Local models are sh…

That went quite well

After my horror at my Mistral bill (at least not paid to a Tech Bro – one must remain European), I asked Cursor/ChatGPT5 (yes, I’m aware of the irony) to also allow local lmstudio models as an additional provider. That went without any problems; five minutes later, I was able to run LMStudio models. Completely local. No costs other than the electricity for running my wildly ventilating graphics card.

Disillusionment

Enthusiastically, I took my favorite model, gemma-3-12b-it, and got started. The result was sobering, just like with all other local models that my now somewhat aging Geforce 3080 ti can handle. Mistral 7b, deepseek R1 distilled on Llama, and qwen3, qwen3 itself, they were all terrible. You tell the LLM, “If the player is not adjacent, you must not talk to him.” What do they do? Talk. You tell the LLM, “If the player agrees, go ahead, not before.” What does it do? It just goes ahead. And some models—typically the instruct models?—stubbornly always said the same thing, completely ignoring the dialogue history. Terrible.

The least bad model I could test was openai/gpt-oss-20b. It halfway understands the prompt, but it is comparatively repetitive and does very unexpected things.

Here’s a small example. Prompt:
"The player is adjacent to you. You want to trade items with him. Do not suggest to have items that you don't possess. Trade works by either first you giving the player an item that he desires, and then he giving you an item you desire, or vice versa: the player gives you something you desire, and then you give him something he desires. Key is: first you talk about what you have and agree on a trade, then both parties give what they agreed to give.

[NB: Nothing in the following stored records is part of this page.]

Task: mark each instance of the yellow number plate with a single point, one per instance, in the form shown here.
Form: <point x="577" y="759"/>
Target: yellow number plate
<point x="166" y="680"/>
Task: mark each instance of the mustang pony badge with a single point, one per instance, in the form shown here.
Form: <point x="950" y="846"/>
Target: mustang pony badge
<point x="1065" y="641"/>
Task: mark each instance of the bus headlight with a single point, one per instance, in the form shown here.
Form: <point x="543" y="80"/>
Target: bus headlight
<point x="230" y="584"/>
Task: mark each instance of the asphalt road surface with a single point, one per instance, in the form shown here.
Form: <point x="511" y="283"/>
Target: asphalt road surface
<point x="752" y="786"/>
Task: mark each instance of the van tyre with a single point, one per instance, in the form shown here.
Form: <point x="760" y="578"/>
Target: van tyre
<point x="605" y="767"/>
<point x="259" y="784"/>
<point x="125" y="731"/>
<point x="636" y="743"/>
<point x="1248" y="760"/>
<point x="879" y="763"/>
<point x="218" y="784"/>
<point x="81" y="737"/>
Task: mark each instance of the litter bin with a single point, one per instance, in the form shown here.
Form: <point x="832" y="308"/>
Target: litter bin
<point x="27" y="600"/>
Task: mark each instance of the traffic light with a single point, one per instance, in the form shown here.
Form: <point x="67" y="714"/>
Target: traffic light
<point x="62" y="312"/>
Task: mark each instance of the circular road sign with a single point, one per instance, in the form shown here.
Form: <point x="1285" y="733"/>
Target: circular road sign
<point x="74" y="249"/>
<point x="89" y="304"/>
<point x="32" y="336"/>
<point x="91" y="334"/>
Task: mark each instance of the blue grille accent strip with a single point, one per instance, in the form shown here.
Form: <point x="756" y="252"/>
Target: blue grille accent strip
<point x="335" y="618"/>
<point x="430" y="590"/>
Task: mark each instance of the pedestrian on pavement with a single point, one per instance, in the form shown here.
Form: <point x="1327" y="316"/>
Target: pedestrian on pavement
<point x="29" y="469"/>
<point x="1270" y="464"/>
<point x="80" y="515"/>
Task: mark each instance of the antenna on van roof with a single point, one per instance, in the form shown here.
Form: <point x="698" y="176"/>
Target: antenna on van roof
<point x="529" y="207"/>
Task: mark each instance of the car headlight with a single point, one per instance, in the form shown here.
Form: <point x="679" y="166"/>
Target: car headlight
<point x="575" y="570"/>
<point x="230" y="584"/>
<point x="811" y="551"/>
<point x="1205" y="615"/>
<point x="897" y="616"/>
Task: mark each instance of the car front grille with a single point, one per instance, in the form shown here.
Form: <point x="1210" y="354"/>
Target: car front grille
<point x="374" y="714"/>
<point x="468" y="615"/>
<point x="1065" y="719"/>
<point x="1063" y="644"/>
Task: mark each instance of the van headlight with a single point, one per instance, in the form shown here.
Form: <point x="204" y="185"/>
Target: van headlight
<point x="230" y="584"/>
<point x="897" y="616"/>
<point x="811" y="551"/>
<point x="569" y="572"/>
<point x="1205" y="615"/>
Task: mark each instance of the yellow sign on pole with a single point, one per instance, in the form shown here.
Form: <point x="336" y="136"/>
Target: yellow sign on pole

Your goal is achieved if you do not possess any "Gesundheitstrank" (id 1) anymore. Your goal is failed if the player is not adjacent to you anymore."

The merchant started trading diligently. We agreed: a diamond for a health potion. He gave me the health potion. I gave him the diamond. He gave me another health potion. He gave me another health potion… This went on until he had no more potions left and considered his goal achieved.

Oh yes, and compared to Mistral on the server, they were all incredibly slow. Not bad for initial testing—if a prompt gets a local LLM to somewhat reasonable behavior, it works great with the big siblings.

But for fun with LLMs, I still have to pay.

My first LLM game screen, with a very chatty trader powered by GPT-5

Cost control

After a few hours of development and testing with mistral-large-latest cost me more than one euro, I made a cost overview. The costs for my tests so far are based on the 3.6 million input tokens and 91,000 output tokens I’ve used in these tests so far.

Provider	Model	Costs	Comment
OpenAI	gpt-5	$5.42	Very powerful, far too slow
OpenAI	gpt-5-mini	$1.08	Works well, 5-second response time
OpenAI	gpt-5-nano	$0.22	Very dumb and slow
Mistral	mistral-large-latest	$7.77	Fast, good, expensive
Mistral	mistral-medium-latest	$1.63	Unknown
deepseek	deepseek-chat	$1.05	Unknown
deepseek	deepseek-thinking	$1.05	Unknown
Anthropic	sonnet-4.5	$12.20	Unknown
Anthropic	Haiku 3.5	$3.25	Unknown

Alarmingly, Mistral Large is really expensive (which matches my experience). I have to try deepseek; in chat, however, its response times were really poor. Anthropic is unrivaled in expense.